Prosecutors have said they had clues about where Amara went. During legal proceedings against Sholom Rubashkin, Agriprocessors' former top executive, they alleged that he gave Amara $4,000 for plane tickets shortly after the 2008 raid "and told him it would be better if he just left and forgot about what happened at Agriprocessors." Prosecutors indicated law officers had monitored phone calls Amara made from Israel to people in Iowa.
Authorities also indicated they know where Levi went. The U.S. Immigration and Customs Enforcement agency has a "Most Wanted" poster on its Web site saying he had been living in Nahariya, a small city on the Mediterranean coast in northern Israel.
Teig, the federal prosecutors' spokesman, said Amara is alleged to be a dual citizen of the United States and Israel, and Levi is a citizen of Israel.
Gil, the Israeli consul general, said their citizenship would not affect their extradition proceedings.
Amos Guiora, a University of Utah law professor who has written about Israeli law, said Israel generally has cooperated with U.S. extradition requests, especially in recent years.
"Why should we be the haven for a lawbreaker?" said Guiora, who holds dual citizenship in the United States and Israel. He said the value of extradition became cemented in Israeli minds in the 1990s, when the country sent several mobsters back to Russia, from which they had emigrated.
Paul Rael, a lay minister at St. Bridget's Catholic Church in Postville, expressed skepticism about federal officials' efforts to find the fugitives. "They're not even trying," he said.

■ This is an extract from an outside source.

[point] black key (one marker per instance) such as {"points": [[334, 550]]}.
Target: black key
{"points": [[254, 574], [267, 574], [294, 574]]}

Rael said people in town have told him their children are communicating via Facebook with the children of Levi and Amara in Israel. If the Postville kids can find the two families, he said, surely investigators could find them, too.
Amara and Levi likely would face prison time if they were returned to the United States and convicted.
More than 200 former laborers at the Postville plant served five-month prison sentences after pleading guilty to less serious immigration charges than Amara and Levi face. Most of them then were deported, mainly to Guatemala or Mexico.
Several former supervisors have pleaded guilty in the case, and most of them have been sentenced to prison or probation. Rubashkin, the former top executive at the plant, was convicted of 86 counts of financial fraud. He could face many years behind bars when he is sentenced, probably this spring.